Para reparar siquiera en un pelo y una afilada navaja la vieja y siempre renovada injusticia, solicito ahora 15 segundos de su atención. Lea a continuación:

INFORMACION MINIMA: Los copépodos son crustáceos con 5 pares de apéndices locomotores, casi siempre birrámeos. El macho posee órganos de presión para aferrar a la hembra durante sus innumerables coitos, que duran nonasegundos. Nacen en estado de nauplio, para recordarnos sus lazos fraternos con el mítico Nauplio,  hijo de Neptuno. Flotan desde siempre, convirtiéndolas en muy nutritivas, en las aguas azules y tórridas donde usted se sumerge en julio y agosto, si habita en el trópico, para dorar la piel  y disfrutar espléndidos veranos.
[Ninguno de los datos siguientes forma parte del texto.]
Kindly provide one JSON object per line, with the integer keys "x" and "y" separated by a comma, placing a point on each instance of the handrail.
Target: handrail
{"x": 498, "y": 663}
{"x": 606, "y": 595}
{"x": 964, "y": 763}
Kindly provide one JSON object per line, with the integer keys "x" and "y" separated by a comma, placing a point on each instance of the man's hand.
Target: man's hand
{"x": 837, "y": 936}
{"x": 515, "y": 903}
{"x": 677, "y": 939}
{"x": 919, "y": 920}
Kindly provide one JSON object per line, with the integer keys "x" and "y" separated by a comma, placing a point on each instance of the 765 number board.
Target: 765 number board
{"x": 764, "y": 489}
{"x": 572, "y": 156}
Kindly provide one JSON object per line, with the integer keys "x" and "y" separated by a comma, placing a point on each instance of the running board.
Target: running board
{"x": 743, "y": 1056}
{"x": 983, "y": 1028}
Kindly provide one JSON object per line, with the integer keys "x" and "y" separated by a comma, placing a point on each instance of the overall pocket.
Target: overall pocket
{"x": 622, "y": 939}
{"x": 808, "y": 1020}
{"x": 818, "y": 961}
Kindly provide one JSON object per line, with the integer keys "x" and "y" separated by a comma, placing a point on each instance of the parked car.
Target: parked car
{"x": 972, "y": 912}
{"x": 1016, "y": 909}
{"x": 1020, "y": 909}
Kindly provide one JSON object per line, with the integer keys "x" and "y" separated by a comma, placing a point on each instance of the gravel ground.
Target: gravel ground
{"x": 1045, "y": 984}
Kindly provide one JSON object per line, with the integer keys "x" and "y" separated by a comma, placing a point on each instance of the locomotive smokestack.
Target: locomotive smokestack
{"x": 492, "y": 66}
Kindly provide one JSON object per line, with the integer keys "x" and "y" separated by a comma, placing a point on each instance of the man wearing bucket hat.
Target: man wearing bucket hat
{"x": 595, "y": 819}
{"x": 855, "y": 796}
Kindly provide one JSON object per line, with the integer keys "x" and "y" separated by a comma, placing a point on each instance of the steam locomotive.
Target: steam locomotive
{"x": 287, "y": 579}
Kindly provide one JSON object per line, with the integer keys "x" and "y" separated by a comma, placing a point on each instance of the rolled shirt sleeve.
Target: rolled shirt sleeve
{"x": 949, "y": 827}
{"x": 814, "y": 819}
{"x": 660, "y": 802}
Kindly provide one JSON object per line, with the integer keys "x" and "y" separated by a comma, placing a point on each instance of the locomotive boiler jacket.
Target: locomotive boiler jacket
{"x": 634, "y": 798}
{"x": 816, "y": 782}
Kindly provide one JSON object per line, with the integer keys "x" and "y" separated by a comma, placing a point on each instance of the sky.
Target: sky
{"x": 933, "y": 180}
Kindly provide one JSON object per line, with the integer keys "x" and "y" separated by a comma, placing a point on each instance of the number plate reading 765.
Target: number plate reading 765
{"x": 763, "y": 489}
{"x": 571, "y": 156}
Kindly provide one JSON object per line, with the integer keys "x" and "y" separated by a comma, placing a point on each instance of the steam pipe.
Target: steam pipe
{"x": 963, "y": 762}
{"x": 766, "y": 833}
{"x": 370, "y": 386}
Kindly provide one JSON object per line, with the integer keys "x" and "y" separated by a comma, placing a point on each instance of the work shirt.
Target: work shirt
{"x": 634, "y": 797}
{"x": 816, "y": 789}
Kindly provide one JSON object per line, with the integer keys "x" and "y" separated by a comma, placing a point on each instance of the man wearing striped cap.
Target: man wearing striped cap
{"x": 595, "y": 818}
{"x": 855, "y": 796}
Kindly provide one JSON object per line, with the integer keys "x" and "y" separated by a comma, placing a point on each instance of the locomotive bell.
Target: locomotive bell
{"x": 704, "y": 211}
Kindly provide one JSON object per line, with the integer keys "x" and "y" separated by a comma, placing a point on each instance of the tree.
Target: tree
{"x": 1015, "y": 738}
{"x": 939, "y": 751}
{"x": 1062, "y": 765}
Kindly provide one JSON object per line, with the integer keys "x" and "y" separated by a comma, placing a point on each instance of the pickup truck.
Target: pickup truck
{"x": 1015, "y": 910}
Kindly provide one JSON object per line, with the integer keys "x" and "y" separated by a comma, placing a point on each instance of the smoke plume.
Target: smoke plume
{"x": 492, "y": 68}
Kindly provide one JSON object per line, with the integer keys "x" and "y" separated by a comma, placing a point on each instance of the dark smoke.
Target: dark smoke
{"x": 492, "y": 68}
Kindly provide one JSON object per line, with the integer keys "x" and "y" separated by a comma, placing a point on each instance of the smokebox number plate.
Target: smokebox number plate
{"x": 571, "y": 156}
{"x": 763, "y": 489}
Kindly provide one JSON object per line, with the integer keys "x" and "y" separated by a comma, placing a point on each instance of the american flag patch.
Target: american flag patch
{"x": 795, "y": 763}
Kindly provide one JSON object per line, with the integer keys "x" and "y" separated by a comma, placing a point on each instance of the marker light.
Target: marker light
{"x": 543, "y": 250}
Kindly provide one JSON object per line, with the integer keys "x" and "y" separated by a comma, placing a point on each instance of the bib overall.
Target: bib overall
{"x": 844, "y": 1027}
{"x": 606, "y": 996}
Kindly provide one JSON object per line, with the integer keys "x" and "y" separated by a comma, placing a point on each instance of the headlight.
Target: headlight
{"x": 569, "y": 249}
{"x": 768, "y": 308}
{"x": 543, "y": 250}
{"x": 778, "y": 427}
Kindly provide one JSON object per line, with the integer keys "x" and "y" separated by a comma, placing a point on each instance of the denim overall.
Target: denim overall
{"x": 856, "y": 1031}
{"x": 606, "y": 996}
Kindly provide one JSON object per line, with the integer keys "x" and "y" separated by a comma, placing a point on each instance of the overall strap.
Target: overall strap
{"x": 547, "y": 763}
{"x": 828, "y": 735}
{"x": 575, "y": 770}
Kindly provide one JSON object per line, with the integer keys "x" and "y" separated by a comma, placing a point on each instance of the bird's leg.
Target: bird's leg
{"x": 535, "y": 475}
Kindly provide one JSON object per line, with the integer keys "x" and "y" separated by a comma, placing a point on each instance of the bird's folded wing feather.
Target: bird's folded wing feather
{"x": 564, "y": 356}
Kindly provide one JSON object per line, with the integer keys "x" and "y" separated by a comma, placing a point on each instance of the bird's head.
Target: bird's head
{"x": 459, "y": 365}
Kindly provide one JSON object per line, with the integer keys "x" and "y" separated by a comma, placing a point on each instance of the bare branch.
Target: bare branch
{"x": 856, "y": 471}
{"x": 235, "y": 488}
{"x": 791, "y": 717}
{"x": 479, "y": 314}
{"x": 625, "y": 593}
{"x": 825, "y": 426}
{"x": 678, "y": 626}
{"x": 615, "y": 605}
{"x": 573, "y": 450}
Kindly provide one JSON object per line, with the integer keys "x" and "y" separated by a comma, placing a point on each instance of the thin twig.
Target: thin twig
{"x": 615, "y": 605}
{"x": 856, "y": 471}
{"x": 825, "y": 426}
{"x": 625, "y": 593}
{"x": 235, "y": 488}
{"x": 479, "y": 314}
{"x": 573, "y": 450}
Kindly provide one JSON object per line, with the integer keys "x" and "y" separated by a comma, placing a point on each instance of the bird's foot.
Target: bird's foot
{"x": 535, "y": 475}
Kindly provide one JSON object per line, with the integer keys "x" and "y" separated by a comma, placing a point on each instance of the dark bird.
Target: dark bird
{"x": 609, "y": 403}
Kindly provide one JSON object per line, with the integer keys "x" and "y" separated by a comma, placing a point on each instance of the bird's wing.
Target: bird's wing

Para otras informaciones, acuda a textos de biología. Es necesario señalar, confesar, que ni la poesía ni la novela ni el ensayo ni ningún otro género literario o filosófico, clásico, moderno, posmoderno o posthumanista, prestaron tampoco atención hasta hoy día a las esforzadas y modestas muchedumbres de copépodos que silenciosamente repletan y mantienen activos y fecundos los mares y océanos de un planeta muy único.